Reputation: 23099
trying to teach myself pandas.. and playing around with different dtypes
I have a df as follows
df = pd.DataFrame({'ID':[0,2,"bike","cake"], 'Course':['Test','Math','Store','History'] })
print(df)
ID Course
0 0 Test
1 2 Math
2 bike Store
3 cake History
the dtype of ID is of course an object. What I want to do is remove any rows in the DF if the ID has a string in it.
I thought this would be as simple as..
df.ID.filter(regex='[\w]*')
but this returns everything, is there a sure fire method for dealing with such things?
Upvotes: 7
Views: 7299
Reputation: 51155
Wen's answer is the correct (and fastest) way to solve this, but to explain why your regular expression doesn't work, you have to understand what \w
means.
\w
matches any word character, which includes [a-zA-Z0-9_]

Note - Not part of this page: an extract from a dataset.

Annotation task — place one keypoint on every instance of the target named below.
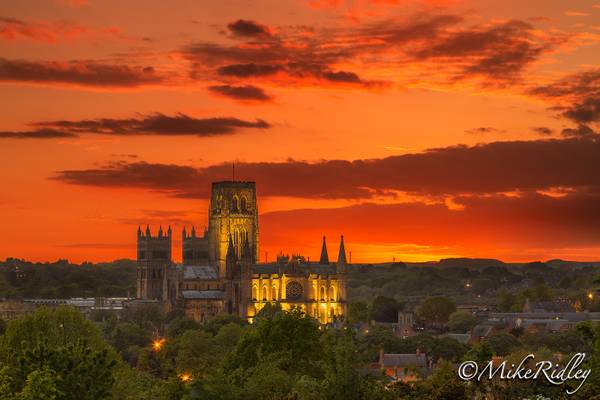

. So what you're currently matching includes digits, so everything is matched. A valid regular expression approach would be:
df.loc[df.ID.astype(str).str.match(r'\d+')]
ID Course
0 0 Test
1 2 Math
The second issue is your use of filter
. It isn't filtering your ID
row, it is filtering your index. A valid solution using filter
would be as follows:
df.set_index('ID').filter(regex=r'^\d+$', axis=0)
Course
ID
0 Test
2 Math
Upvotes: 5
Reputation: 43504
Another option is to convert the column to string and use str.match
:
print(df[df['ID'].astype(str).str.match("\d+")])
# Course ID
#0 Test 0
#1 Math 2
Your code does not work, because as stated in the docs for pandas.DataFrame.filter
:
Note that this routine does not filter a dataframe on its contents. The filter is applied to the labels of the index.
Upvotes: 5
Reputation: 323236
You can using to_numeric
df[pd.to_numeric(df.ID,errors='coerce').notnull()]
Out[450]:
Course ID
0 Test 0
1 Math 2
Upvotes: 6